KuCer(Kumpulan Cerpen)

Mati

Keramaian ini benar-benar membuat dadaku sesak! Aku hanya bisa mengamati sekelilingku! Tubuhku tak mampu kugerakkan! Argh! Kutolehkan kepalaku ke arah kanan dan kau ingin tahu apa yang kulihat?!
Seorang gadis berumur sekitar 15 tahun kuduga – dengan bergairah membelai si lelaki tua itu. Bukan! Bukan! Bukan dia yang membelai tetapi lelaki itu yang terus menggerayangi tubuhnya. Bodoh sekali gadis itu, kupikir. Kuamati dengan semakin seksama. Kupelototi mereka berdua hingga si gadis menyadari keberadaanku sepertinya. Matanya sendu – menatap dingin tepat menembak bola mataku.
Ssstt..!!!

Aku terpaku. Ya, aku sekarang seperti sebuah paku yang ditancapkan sangat dalam! Sangat dalam, hingga ku tak sanggup bernapas!

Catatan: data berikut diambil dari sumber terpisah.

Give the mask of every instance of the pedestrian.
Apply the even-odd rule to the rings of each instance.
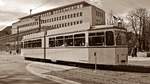
[[[12,51],[10,50],[9,53],[12,54]]]

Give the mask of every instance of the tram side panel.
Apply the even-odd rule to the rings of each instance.
[[[21,49],[21,52],[24,57],[30,57],[30,58],[44,58],[44,50],[42,48],[32,48],[32,49]]]
[[[128,48],[116,48],[116,63],[127,64],[128,63]]]
[[[115,64],[115,48],[90,48],[89,63]]]
[[[88,48],[55,48],[48,49],[46,59],[88,63]]]

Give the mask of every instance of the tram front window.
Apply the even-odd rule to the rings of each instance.
[[[126,45],[126,33],[121,31],[116,31],[116,45]]]
[[[103,46],[104,32],[89,33],[89,46]]]
[[[114,33],[112,31],[106,31],[106,45],[114,45]]]
[[[74,35],[74,45],[75,46],[85,46],[85,34]]]

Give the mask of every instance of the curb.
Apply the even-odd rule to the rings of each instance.
[[[36,75],[36,76],[39,76],[41,78],[45,78],[45,79],[48,79],[48,80],[52,80],[52,81],[55,81],[57,83],[60,83],[60,84],[81,84],[81,83],[78,83],[78,82],[75,82],[75,81],[71,81],[71,80],[66,80],[66,79],[63,79],[63,78],[59,78],[59,77],[56,77],[56,76],[52,76],[52,75],[45,75],[45,74],[42,74],[42,73],[38,73],[38,72],[35,72],[34,70],[32,70],[32,67],[31,67],[32,64],[29,64],[26,66],[26,69]]]

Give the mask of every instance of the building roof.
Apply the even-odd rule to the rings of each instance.
[[[96,26],[92,26],[93,29],[107,29],[107,28],[116,28],[116,29],[124,29],[126,30],[124,27],[118,27],[115,25],[96,25]]]
[[[39,13],[35,13],[35,14],[32,14],[32,15],[28,15],[28,16],[25,16],[25,17],[22,17],[22,18],[19,18],[19,19],[25,19],[25,18],[33,17],[35,15],[43,14],[43,13],[46,13],[46,12],[49,12],[49,11],[55,11],[55,10],[58,10],[58,9],[61,9],[61,8],[65,8],[65,7],[69,7],[69,6],[73,6],[73,5],[78,5],[78,4],[91,5],[86,1],[81,1],[81,2],[77,2],[77,3],[72,3],[72,4],[69,4],[69,5],[49,9],[49,10],[42,11],[42,12],[39,12]]]

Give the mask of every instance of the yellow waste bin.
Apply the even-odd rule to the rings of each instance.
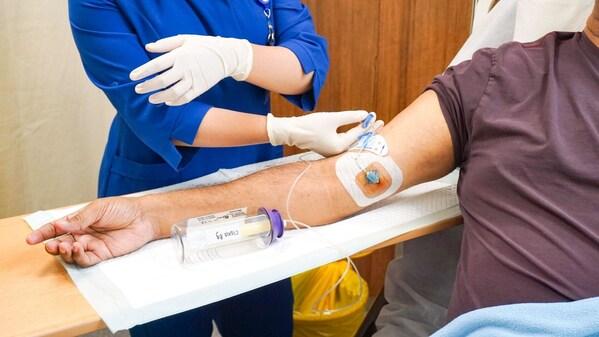
[[[319,300],[343,275],[347,263],[336,261],[291,278],[295,297],[293,337],[355,335],[366,315],[368,285],[364,279],[360,293],[360,277],[350,269],[341,283]]]

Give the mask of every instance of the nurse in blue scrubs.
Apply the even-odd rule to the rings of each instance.
[[[87,75],[116,109],[99,197],[281,157],[272,144],[335,154],[362,132],[335,130],[363,111],[266,117],[270,91],[314,109],[328,71],[326,41],[299,0],[69,0],[69,17]],[[328,127],[328,138],[306,136],[310,127]],[[291,336],[292,306],[287,279],[131,334],[210,336],[214,319],[224,337]]]

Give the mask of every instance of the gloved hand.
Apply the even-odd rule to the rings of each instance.
[[[146,49],[166,54],[133,70],[129,77],[137,81],[166,70],[135,87],[138,94],[145,94],[172,85],[150,96],[154,104],[185,104],[226,77],[245,80],[252,70],[252,46],[242,39],[177,35],[148,43]]]
[[[360,123],[345,133],[337,133],[337,128],[364,121],[368,112],[316,112],[301,117],[275,117],[268,114],[266,131],[272,145],[297,146],[328,157],[347,150],[360,135],[380,129],[383,121],[376,121],[376,114],[371,114],[373,117],[367,125]]]

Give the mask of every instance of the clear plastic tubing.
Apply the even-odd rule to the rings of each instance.
[[[189,266],[264,249],[283,231],[276,209],[238,208],[176,223],[171,238],[179,261]]]

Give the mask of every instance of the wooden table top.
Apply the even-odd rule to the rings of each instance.
[[[0,331],[3,336],[76,336],[105,328],[44,245],[29,246],[22,217],[0,220]]]

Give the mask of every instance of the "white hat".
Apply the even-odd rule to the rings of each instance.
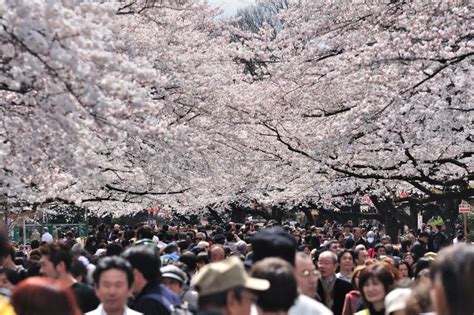
[[[404,310],[410,295],[411,289],[407,288],[395,289],[388,293],[385,297],[385,315]]]

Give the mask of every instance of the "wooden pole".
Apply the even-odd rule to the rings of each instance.
[[[466,243],[468,242],[467,237],[467,213],[463,213],[464,216],[464,237],[466,238]]]

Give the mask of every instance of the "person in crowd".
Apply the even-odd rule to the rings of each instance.
[[[171,242],[164,248],[161,255],[161,265],[166,266],[172,264],[179,259],[179,246],[176,242]]]
[[[474,314],[474,246],[443,249],[431,267],[431,297],[437,314]]]
[[[267,257],[280,257],[294,266],[296,247],[295,239],[283,228],[263,229],[252,237],[253,263]]]
[[[385,315],[385,296],[393,289],[395,278],[389,267],[377,262],[365,268],[359,276],[359,288],[366,309],[356,315]]]
[[[186,272],[176,265],[168,265],[161,268],[161,278],[163,284],[181,299],[180,308],[197,311],[198,294],[187,285],[188,276]]]
[[[360,245],[358,245],[360,246]],[[356,246],[354,251],[354,262],[357,266],[365,265],[367,259],[369,259],[369,252],[365,249],[365,247],[358,247]]]
[[[375,234],[374,231],[368,231],[367,232],[367,240],[366,240],[366,246],[367,248],[374,248],[375,244],[377,244],[378,239],[377,235]]]
[[[186,265],[186,275],[189,279],[196,273],[197,268],[197,259],[196,255],[191,251],[185,251],[178,259],[179,262],[182,262]],[[175,263],[176,264],[176,263]]]
[[[196,256],[196,273],[198,273],[202,267],[209,263],[209,255],[206,252],[201,252]]]
[[[21,277],[16,271],[0,267],[0,289],[4,289],[11,294],[20,280]]]
[[[168,315],[179,297],[161,283],[161,259],[158,248],[138,245],[122,253],[133,269],[132,293],[135,298],[130,308],[145,315]]]
[[[209,251],[209,247],[211,246],[211,244],[209,244],[209,242],[207,241],[200,241],[196,247],[199,247],[199,248],[202,248],[204,249],[204,251],[207,253]]]
[[[309,255],[302,252],[296,253],[295,274],[299,292],[310,298],[316,298],[321,273],[316,270]]]
[[[326,307],[334,314],[341,314],[346,294],[352,290],[352,285],[336,277],[337,255],[332,251],[325,251],[319,255],[318,269],[321,279],[318,282],[318,294]]]
[[[209,262],[219,262],[223,261],[226,258],[224,246],[221,244],[214,244],[209,248]]]
[[[430,284],[425,282],[414,286],[410,296],[406,300],[404,315],[434,315],[435,313],[430,297],[430,289]]]
[[[257,294],[259,315],[287,315],[298,296],[293,266],[281,258],[269,257],[254,264],[250,276],[270,282],[268,290]]]
[[[318,279],[321,274],[313,263],[310,256],[303,252],[296,253],[295,276],[299,295],[294,305],[290,308],[290,315],[315,314],[329,315],[332,312],[323,304],[319,303],[317,293]]]
[[[193,278],[199,293],[199,314],[250,315],[256,300],[253,291],[265,291],[270,283],[249,277],[242,261],[233,256],[208,264]]]
[[[411,248],[411,253],[415,261],[418,261],[418,259],[423,257],[427,252],[432,251],[432,248],[428,246],[429,238],[430,234],[428,232],[421,232],[418,236],[418,240]]]
[[[82,312],[90,312],[99,305],[94,290],[71,274],[72,253],[68,245],[61,242],[46,244],[41,248],[40,265],[43,276],[59,280],[72,289]]]
[[[339,272],[336,277],[347,282],[351,282],[352,270],[354,269],[354,253],[351,250],[343,250],[337,256]]]
[[[53,236],[49,233],[47,227],[43,228],[43,234],[41,235],[41,242],[52,243],[54,241]]]
[[[355,227],[353,231],[353,240],[355,242],[355,245],[364,245],[364,247],[367,247],[367,241],[362,237],[362,229],[359,227]]]
[[[408,263],[404,260],[400,261],[397,265],[398,269],[398,276],[399,280],[397,281],[397,284],[401,288],[407,288],[411,285],[412,283],[412,278],[413,278],[413,272],[408,265]]]
[[[403,254],[402,260],[408,264],[408,266],[410,267],[411,271],[413,272],[413,271],[414,271],[415,259],[413,258],[412,253],[411,253],[411,252],[408,252],[408,253]]]
[[[385,249],[385,246],[382,243],[378,243],[374,246],[374,252],[371,257],[379,258],[380,256],[385,256],[386,254],[387,254],[387,251]]]
[[[346,294],[344,299],[344,307],[342,308],[343,315],[352,315],[358,311],[358,308],[361,304],[361,295],[359,289],[359,278],[360,273],[364,270],[366,266],[357,266],[352,273],[351,284],[354,290]]]
[[[11,303],[16,315],[82,315],[71,287],[44,277],[22,281]]]
[[[96,295],[100,305],[86,315],[140,315],[127,307],[132,295],[133,271],[125,259],[105,257],[99,261],[93,273]]]
[[[337,240],[329,241],[327,244],[327,249],[334,254],[339,255],[339,253],[342,251],[341,243]]]
[[[279,257],[291,265],[295,265],[295,260],[297,259],[296,241],[280,227],[259,231],[252,238],[252,248],[254,249],[253,263],[268,257]],[[305,269],[307,272],[303,270],[304,274],[311,273],[311,270],[314,270],[311,267]],[[298,278],[298,274],[296,274],[296,277]],[[331,314],[331,311],[318,302],[314,295],[308,297],[305,294],[300,294],[295,300],[295,304],[290,308],[290,315],[298,314]]]

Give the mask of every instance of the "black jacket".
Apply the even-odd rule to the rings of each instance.
[[[336,278],[336,283],[334,283],[334,304],[331,308],[332,312],[334,315],[341,315],[342,314],[342,308],[344,307],[344,300],[346,298],[346,294],[349,293],[349,291],[352,291],[352,284],[345,280],[337,279]],[[323,284],[321,283],[321,279],[318,281],[318,294],[323,300],[324,303],[324,289],[323,289]]]
[[[130,308],[134,311],[141,312],[144,315],[170,315],[168,308],[163,305],[163,303],[160,303],[157,299],[153,298],[154,293],[163,295],[165,293],[163,290],[165,289],[159,282],[148,283],[142,291],[137,294],[132,303],[130,303]],[[168,294],[170,294],[169,290],[165,295]],[[173,305],[179,304],[174,300],[174,298],[179,300],[179,297],[174,293],[173,295],[173,299],[168,299],[170,300],[169,302]]]

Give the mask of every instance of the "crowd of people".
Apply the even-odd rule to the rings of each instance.
[[[474,314],[474,246],[363,221],[0,233],[0,315]]]

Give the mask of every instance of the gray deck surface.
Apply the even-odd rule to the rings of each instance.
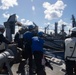
[[[46,52],[46,53],[48,53],[47,59],[50,61],[50,64],[53,66],[53,70],[51,70],[48,67],[45,67],[46,75],[65,75],[65,63],[63,59],[59,59],[62,56],[61,52],[58,53],[58,56],[55,54],[59,58],[54,57],[55,55],[52,55],[50,52]],[[20,68],[21,72],[18,72],[19,64],[20,63],[16,63],[12,66],[11,70],[13,72],[13,75],[26,75],[24,73],[25,70],[23,70],[23,67]],[[22,66],[24,65],[22,64]]]
[[[18,66],[19,66],[19,64],[14,64],[13,65],[13,67],[12,67],[13,75],[25,75],[25,74],[22,74],[22,73],[17,73]],[[65,72],[61,71],[62,68],[59,67],[58,65],[52,64],[52,66],[53,66],[53,70],[46,67],[46,74],[47,75],[64,75],[65,74]]]
[[[26,74],[23,73],[23,71],[17,73],[18,68],[19,68],[19,64],[20,64],[20,63],[17,63],[17,64],[14,64],[14,65],[12,66],[11,69],[12,69],[13,75],[26,75]],[[62,65],[58,65],[58,64],[56,64],[56,63],[52,63],[52,62],[51,62],[51,65],[53,66],[53,70],[51,70],[51,69],[48,68],[48,67],[45,68],[47,75],[64,75],[64,74],[65,74],[65,72],[62,71],[62,69],[65,69],[64,63],[62,63]],[[22,70],[22,69],[21,69],[21,70]]]

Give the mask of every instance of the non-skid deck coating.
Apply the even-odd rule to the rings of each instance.
[[[58,53],[58,55],[59,55],[59,53]],[[62,61],[62,59],[58,59],[56,57],[51,56],[51,54],[48,55],[48,56],[51,57],[51,58],[47,57],[47,59],[51,61],[50,64],[53,66],[53,70],[51,70],[50,68],[46,67],[45,68],[46,75],[65,75],[65,64],[64,64],[64,61]],[[18,72],[19,65],[20,65],[20,63],[17,63],[17,64],[14,64],[12,66],[11,69],[12,69],[13,75],[26,75],[24,73],[25,70],[23,69],[23,67],[20,69],[20,72]],[[22,64],[22,66],[24,66],[24,65]]]
[[[50,68],[46,67],[46,75],[64,75],[65,72],[62,71],[63,67],[53,64],[51,63],[51,65],[53,66],[53,70],[51,70]],[[24,71],[18,72],[18,67],[19,67],[19,63],[14,64],[12,69],[13,75],[26,75],[24,73]]]

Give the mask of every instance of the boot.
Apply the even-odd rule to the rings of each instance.
[[[41,71],[37,72],[37,75],[46,75],[46,72],[44,70],[41,70]]]

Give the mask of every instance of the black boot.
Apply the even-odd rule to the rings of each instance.
[[[41,70],[41,71],[37,72],[37,75],[46,75],[46,72],[44,70]]]

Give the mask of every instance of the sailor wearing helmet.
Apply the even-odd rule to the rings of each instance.
[[[76,75],[76,27],[70,31],[70,38],[65,39],[66,74]]]

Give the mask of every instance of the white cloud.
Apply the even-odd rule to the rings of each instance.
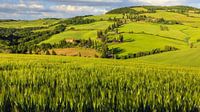
[[[41,4],[30,4],[29,8],[31,9],[44,9],[44,6]]]
[[[146,5],[182,5],[187,0],[129,0],[130,2],[138,2]]]
[[[41,4],[24,4],[24,3],[19,3],[19,4],[9,4],[9,3],[4,3],[0,4],[0,8],[9,8],[9,9],[44,9],[44,6]]]
[[[85,12],[89,14],[99,14],[99,13],[105,13],[107,10],[102,8],[97,8],[93,6],[74,6],[74,5],[56,5],[50,7],[51,10],[55,11],[62,11],[66,13],[70,12]]]
[[[122,0],[74,0],[81,2],[122,2]]]

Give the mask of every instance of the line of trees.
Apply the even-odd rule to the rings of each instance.
[[[117,40],[116,38],[114,38],[112,41],[109,41],[107,36],[108,36],[108,32],[115,32],[115,34],[119,34],[119,30],[118,28],[120,26],[122,26],[124,23],[122,21],[117,21],[114,24],[108,26],[108,28],[106,28],[104,31],[100,30],[97,31],[97,39],[100,39],[102,42],[123,42],[124,37],[123,35],[119,36],[119,40]]]
[[[122,7],[118,9],[111,10],[107,14],[143,14],[143,13],[155,13],[156,10],[153,8],[148,8],[147,11],[137,11],[134,10],[135,7]]]
[[[95,19],[88,19],[85,18],[88,16],[77,16],[77,17],[73,17],[64,21],[61,21],[59,24],[73,24],[73,25],[78,25],[78,24],[89,24],[89,23],[93,23],[96,20]]]

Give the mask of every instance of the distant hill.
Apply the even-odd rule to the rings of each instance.
[[[200,9],[131,6],[95,16],[1,20],[0,29],[1,51],[45,54],[48,49],[81,47],[103,57],[127,59],[198,48]]]
[[[144,10],[137,10],[138,8]],[[145,10],[146,9],[146,10]],[[107,14],[123,14],[123,13],[133,13],[139,14],[144,12],[155,12],[156,10],[166,10],[171,12],[187,13],[189,11],[200,12],[199,8],[191,6],[131,6],[131,7],[122,7],[108,11]]]

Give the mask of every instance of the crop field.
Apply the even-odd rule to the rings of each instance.
[[[34,20],[34,21],[12,21],[12,22],[0,22],[1,27],[5,28],[27,28],[27,27],[48,27],[55,24],[60,20]]]
[[[99,57],[99,53],[89,48],[60,48],[53,49],[57,55],[63,56],[79,56],[79,57]],[[50,50],[52,52],[52,50]]]
[[[199,110],[196,67],[60,56],[0,58],[0,111]]]
[[[151,51],[152,49],[155,48],[164,49],[165,46],[174,46],[179,49],[184,49],[188,47],[187,44],[184,42],[154,35],[127,34],[127,33],[123,35],[125,41],[126,40],[134,40],[134,41],[125,43],[114,43],[109,46],[110,48],[122,49],[120,55],[136,53],[140,51]]]

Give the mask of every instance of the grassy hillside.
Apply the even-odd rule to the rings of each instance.
[[[186,49],[186,50],[142,57],[140,58],[140,60],[145,60],[151,63],[158,63],[158,64],[199,66],[200,65],[199,51],[200,51],[199,48]]]
[[[2,21],[0,24],[2,27],[12,28],[45,27],[29,31],[29,34],[34,32],[39,35],[34,37],[35,42],[38,42],[36,45],[58,44],[63,40],[90,38],[92,41],[101,43],[106,40],[108,48],[119,49],[118,55],[126,55],[156,48],[163,49],[165,46],[181,50],[198,47],[200,45],[199,12],[199,9],[187,6],[137,6],[114,9],[97,16],[74,17],[65,20]],[[59,22],[57,25],[53,25],[57,22]],[[114,28],[116,23],[121,25]],[[62,24],[66,26],[65,30],[50,34]],[[97,38],[98,31],[102,31],[105,39]],[[43,37],[43,35],[46,36]],[[123,42],[119,42],[120,36],[123,36]],[[23,41],[26,39],[21,39],[18,43],[23,43]],[[30,43],[33,41],[30,40]],[[98,50],[101,49],[98,48]]]
[[[136,53],[140,51],[151,51],[155,48],[164,49],[165,46],[174,46],[179,49],[187,48],[187,44],[181,41],[167,39],[154,35],[147,34],[123,34],[125,41],[133,40],[132,42],[110,44],[110,48],[122,49],[120,55]]]
[[[103,15],[97,15],[97,16],[89,16],[85,17],[85,19],[95,19],[95,20],[108,20],[109,18],[122,18],[122,14],[103,14]]]
[[[64,39],[96,39],[97,36],[97,31],[96,30],[92,30],[92,31],[65,31],[62,32],[60,34],[56,34],[53,35],[52,37],[50,37],[48,40],[45,40],[41,43],[50,43],[50,44],[54,44],[54,43],[58,43]]]
[[[161,26],[168,27],[168,30],[162,31],[160,28]],[[121,28],[119,28],[119,31],[147,33],[156,36],[164,36],[178,40],[184,40],[184,38],[187,37],[187,35],[180,30],[187,28],[188,28],[187,26],[183,25],[163,25],[163,24],[146,23],[146,22],[133,22],[122,26]]]
[[[39,19],[33,21],[9,21],[0,22],[0,27],[4,28],[27,28],[27,27],[48,27],[59,22],[59,19]]]
[[[73,28],[74,30],[105,30],[109,25],[112,25],[114,22],[111,21],[100,21],[90,24],[82,25],[72,25],[68,29]]]
[[[96,40],[97,31],[104,30],[113,22],[109,21],[100,21],[94,22],[90,24],[83,25],[71,25],[66,28],[66,30],[62,33],[53,35],[48,40],[43,41],[42,43],[58,43],[64,39],[88,39],[91,38]]]
[[[199,18],[188,17],[183,14],[167,12],[163,10],[157,10],[156,13],[146,13],[144,15],[155,17],[155,18],[164,18],[167,20],[177,20],[181,22],[192,22],[192,21],[200,21]]]

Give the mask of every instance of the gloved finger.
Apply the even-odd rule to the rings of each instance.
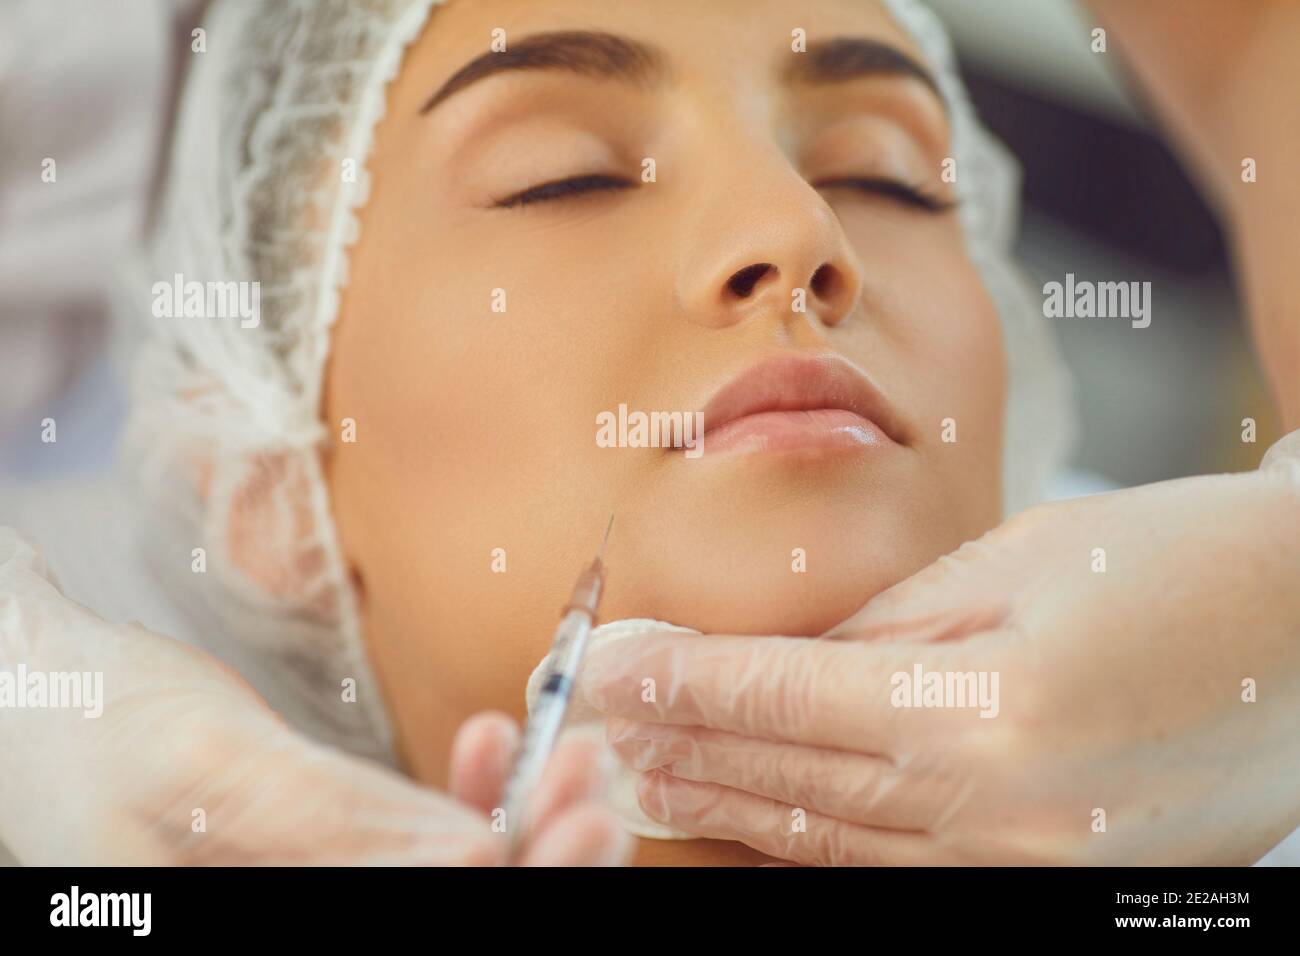
[[[904,582],[908,583],[908,582]],[[825,634],[828,641],[893,641],[896,643],[951,641],[1003,626],[1010,603],[992,590],[979,592],[969,604],[935,607],[929,599],[943,585],[922,592],[909,585],[896,601],[874,601]],[[951,597],[951,592],[949,593]]]
[[[36,548],[23,537],[19,530],[11,525],[0,525],[0,569],[12,563],[45,573],[45,562],[41,560]]]
[[[534,834],[524,866],[623,866],[632,837],[618,818],[594,803],[570,806]]]
[[[579,692],[606,717],[882,754],[900,733],[891,675],[916,663],[929,670],[937,653],[890,643],[655,633],[592,648]]]
[[[30,621],[36,617],[39,623],[48,608],[90,618],[88,611],[59,594],[41,553],[13,528],[0,527],[0,663],[8,667],[19,661],[32,665],[46,643],[58,640],[62,629],[47,633],[50,629],[34,627]],[[72,635],[79,636],[76,632]],[[75,640],[66,643],[67,651],[77,650]],[[76,660],[81,656],[84,651]]]
[[[736,840],[768,856],[808,866],[920,866],[949,862],[928,834],[845,823],[766,797],[659,770],[637,781],[653,820],[698,836]]]
[[[876,756],[801,747],[700,727],[618,719],[609,742],[633,770],[713,783],[846,823],[926,830],[940,819],[952,787],[920,768]]]
[[[597,740],[562,737],[537,785],[526,825],[536,832],[574,806],[603,799],[609,784],[607,759]]]
[[[148,706],[150,696],[174,700],[195,689],[213,700],[255,701],[269,712],[248,682],[216,658],[139,625],[111,624],[64,597],[39,552],[12,528],[0,528],[0,667],[18,662],[31,670],[102,672],[106,710]],[[128,697],[133,704],[123,702]]]
[[[501,799],[519,746],[519,728],[500,711],[475,714],[456,731],[447,789],[463,803],[491,813]]]
[[[881,591],[823,639],[933,642],[1000,626],[1018,579],[996,573],[995,541],[986,535],[963,544]]]
[[[180,812],[158,821],[177,841],[189,807],[201,836],[178,842],[199,865],[443,865],[499,862],[502,841],[481,811],[364,758],[288,728],[224,724],[228,756],[187,788]],[[296,825],[297,823],[303,825]]]

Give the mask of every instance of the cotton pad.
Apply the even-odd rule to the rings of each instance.
[[[663,621],[652,621],[648,618],[610,621],[608,624],[602,624],[591,632],[587,650],[590,653],[602,644],[627,640],[636,637],[638,634],[646,634],[651,631],[675,631],[678,634],[700,633],[687,627],[677,627],[675,624],[665,624]],[[528,678],[528,687],[524,691],[524,697],[528,702],[528,713],[530,715],[533,712],[533,706],[537,703],[537,697],[541,693],[543,674],[550,662],[551,656],[548,654],[542,658],[541,663],[537,665]],[[627,766],[619,761],[614,754],[614,748],[606,743],[605,718],[599,711],[589,707],[586,701],[582,700],[580,695],[577,694],[573,696],[573,701],[569,705],[569,714],[561,737],[569,737],[570,735],[589,737],[598,741],[600,746],[605,748],[610,758],[609,763],[614,768],[610,778],[608,803],[610,809],[623,821],[623,826],[629,833],[639,837],[649,837],[652,840],[695,839],[693,834],[656,823],[641,812],[641,804],[636,798],[638,774],[633,770],[629,770]]]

Argh! Apa ini?! Gadis itu sudah berada tepat di hadapanku. Dia mencekikku! Dia mencekikku sekuat tenaganya. Tenaga? Apa ini namanya tenaga? Dia sama sekali tidak punya itu…
Kuhempaskan tubuh gadis itu ke kubangan itu. Ringan sekali dia, pikirku. Dan sekarang dia menatapku kembali namun dengan tatapan yang tak dapat didefinisikan oleh kamusku. Kucoba untuk membalas tatapannya. Aku pun masuk ke dalam tubuhnya melewati sela-sela matanya yang sipit.
Klik!
“Aku mengenal tubuh ini!” teriakku dalam hati. Gadis yang selama 15 tahun bersamaku. Itu dia. Dia yang telah mengorbankan segalanya untukku. Tidak! Tidak semuanya, aku berdalih. Dia tidak pernah mau menuruti kata-kataku.
Ku berusaha sekuat tenaga untuk keluar dari tubuhnya ini. Aku tak mau bertemu dengan dia lagi. Aku tak mau terkurung dalam tubuhnya. Aku tak mau mengikuti kemana tubuhnya pergi. Aku tak mau ikut menciptakan jejak langkahnya. Kucoba dan kucoba lagi untuk lepas dari tubuhnya yang harum namun membuatku ingin muntah!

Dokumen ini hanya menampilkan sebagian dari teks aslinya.